Los coches eléctricos están a la vuelta de la esquina, y el acuerdo que General Motors ha firmado con Iberdrola los acerca también a nuestra geografía. De momento sólo es un estudio de viabilidad, por el que el gigante eléctrico español planificará cómo introducir los coches eléctricos en España y también en el Reino Unido, pero si los resultados son favorables podría pactarse la introducción del revolucionario Chevrolet Volt en las carreteras españolas para el año 2011.
El estudio de Iberdrola abordará el problema de la seguridad en la recarga de las baterías, que podrá realizarse desde cualquier enchufe convencional, y establecerá un sistema para instalar contadores en los garajes y otros establecimientos públicos donde los usuarios podrían recargar las baterías de sus coches. En todo caso, Iberdrola apuesta por la recarga masiva nocturna, para distribuir mejor las cargas de corriente durante el día. Sin embargo, la autonomía relativamente limitada de los primeros coches eléctricos comerciales (el Volt resiste 64 kilómetros en ciclo urbano) podría obligar a disponer muchas tomas de corriente en carretera, al más puro estilo de las gasolineras.
“Los vehículos eléctricos son la solución a muchos problemas sociales y medioambientales”, dijo el vicepresidente europeo de General Motors en una rueda de prensa, aunque esto también depende del modo de obtención de la energía eléctrica que abastecerá a los motores. En este sentido, 8.000 de los 42.000 Megawatios de potencia instalada por Iberdrola procede de fuentes renovables.

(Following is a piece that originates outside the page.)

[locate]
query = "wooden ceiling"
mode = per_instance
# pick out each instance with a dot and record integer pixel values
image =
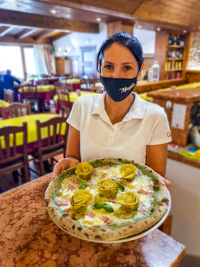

Esta noticia llega tan sólo un par de semanas después de que la Alianza Renault-Nissan anunciara el lanzamiento de sus vehículos eléctricos en 2011 y la firma de un acuerdo con la empresa energética Edf y el gobierno portugués que garantiza la construcción de 1.300 estaciones de servicio con puestos de recarga para baterías ion-litio. La guerra eléctrica está servida.